# MidKnight Mods Bar V3



## Rob Fisher

My Bar V3 is in production! The excitement level is high! If any of you have seen @Ash's latest mod you will understand why the level is high. One of the most respected mod makers in the business!

Here is the pic of my Bar V3!

Reactions: Like 1 | Winner 4


----------



## Ash

Rob Fisher said:


> My Bar V3 is in production! The excitement level is high! If any of you have seen @Ash's latest mod you will understand why the level is high. One of the most respected mod makers in the business!
> 
> Here is the pic of my Bar V3!
> View attachment 117383



That is going to be Epic Uncle Rob. I must say I was going to start a thread here today after few days of using it to give you all an honest opinion. I have had a good few custom mods made for me recently and by far this is the 1 I truly Love. It is definitely 1 mod that I would keep for life even if I give up vaping. The attention to detail is just pure class.

Let the pictures speak for themselves and any questions can be asked directly.

Reactions: Like 2 | Winner 6


----------



## Rob Fisher

Oh WOW @Ash that really is a thing of beauty!
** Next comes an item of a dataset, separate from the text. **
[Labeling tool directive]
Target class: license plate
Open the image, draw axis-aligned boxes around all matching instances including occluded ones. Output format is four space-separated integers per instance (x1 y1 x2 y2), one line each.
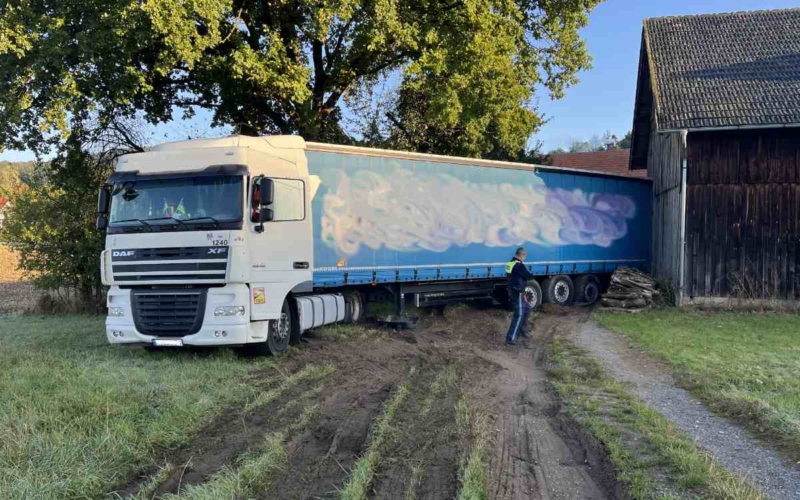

I can't wait!

Reactions: Like 1 | Thanks 1


----------



## Stosta

Epic-looking mods @Rob Fisher and @Ash ... I'm very jealous!
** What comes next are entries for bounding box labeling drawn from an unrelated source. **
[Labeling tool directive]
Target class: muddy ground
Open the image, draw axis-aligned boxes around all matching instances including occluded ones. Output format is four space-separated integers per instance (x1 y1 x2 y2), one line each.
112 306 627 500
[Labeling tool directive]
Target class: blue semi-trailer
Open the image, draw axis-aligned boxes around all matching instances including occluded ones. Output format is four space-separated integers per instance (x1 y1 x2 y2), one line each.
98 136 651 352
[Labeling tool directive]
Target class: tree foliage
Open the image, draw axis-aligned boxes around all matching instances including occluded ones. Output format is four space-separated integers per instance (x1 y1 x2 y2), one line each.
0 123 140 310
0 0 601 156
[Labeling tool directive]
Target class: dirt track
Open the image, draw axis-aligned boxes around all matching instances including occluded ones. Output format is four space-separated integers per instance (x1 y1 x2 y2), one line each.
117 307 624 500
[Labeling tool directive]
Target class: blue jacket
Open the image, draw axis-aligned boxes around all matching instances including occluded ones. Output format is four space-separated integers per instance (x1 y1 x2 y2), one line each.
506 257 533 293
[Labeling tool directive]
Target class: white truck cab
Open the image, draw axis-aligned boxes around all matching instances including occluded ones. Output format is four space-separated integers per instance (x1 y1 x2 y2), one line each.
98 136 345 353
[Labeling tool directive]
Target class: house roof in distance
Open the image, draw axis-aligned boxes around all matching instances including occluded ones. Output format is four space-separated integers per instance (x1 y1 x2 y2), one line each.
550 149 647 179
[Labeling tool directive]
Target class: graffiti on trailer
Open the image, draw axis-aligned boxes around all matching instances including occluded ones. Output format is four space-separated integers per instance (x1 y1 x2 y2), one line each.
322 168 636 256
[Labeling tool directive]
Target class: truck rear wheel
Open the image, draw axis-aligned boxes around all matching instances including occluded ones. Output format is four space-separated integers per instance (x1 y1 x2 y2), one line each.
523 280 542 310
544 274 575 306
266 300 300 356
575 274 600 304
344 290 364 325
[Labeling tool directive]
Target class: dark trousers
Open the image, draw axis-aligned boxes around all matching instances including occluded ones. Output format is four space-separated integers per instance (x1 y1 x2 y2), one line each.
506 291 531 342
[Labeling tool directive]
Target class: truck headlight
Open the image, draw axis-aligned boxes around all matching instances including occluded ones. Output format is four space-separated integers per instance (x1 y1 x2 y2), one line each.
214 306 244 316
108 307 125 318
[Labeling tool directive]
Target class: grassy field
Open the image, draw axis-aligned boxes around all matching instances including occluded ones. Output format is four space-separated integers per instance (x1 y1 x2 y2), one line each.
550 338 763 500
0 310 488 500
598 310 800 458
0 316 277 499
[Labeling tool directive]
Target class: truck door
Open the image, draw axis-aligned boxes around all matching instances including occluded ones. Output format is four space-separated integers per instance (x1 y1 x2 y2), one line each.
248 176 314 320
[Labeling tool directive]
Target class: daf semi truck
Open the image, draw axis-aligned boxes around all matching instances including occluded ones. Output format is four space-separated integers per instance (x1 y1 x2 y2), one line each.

Reactions: Like 2 | Thanks 1


----------



## Rob Fisher

My Bar V3 is taking shape... next is polishing and then wires and stuff to be installed!

Reactions: Like 2 | Winner 2


----------



## BATMAN

Those mods are out of this world.

@Rob Fisher @Ash how much would these beauties set one back ???


----------



## Rob Fisher

BATMAN said:


> Those mods are out of this world.
> 
> @Rob Fisher @Ash how much would these beauties set one back ???



$800 @BATMAN


----------



## BATMAN

Good Lord 

You rich guys..I'd need to sell 3/4 of my vape gear to afford one of these

Reactions: Can relate 1


----------



## Ash

Rob Fisher said:


> My Bar V3 is taking shape... next is polishing and then wires and stuff to be installed!
> View attachment 117935



Wow, Stunning Uncle Rob. It is taking shape nicely. Are u going with matching white tube


----------



## Rob Fisher

Ash said:


> Wow, Stunning Uncle Rob. It is taking shape nicely. Are u going with matching white tube



I can't remember... I think it may be a SS Tube...


----------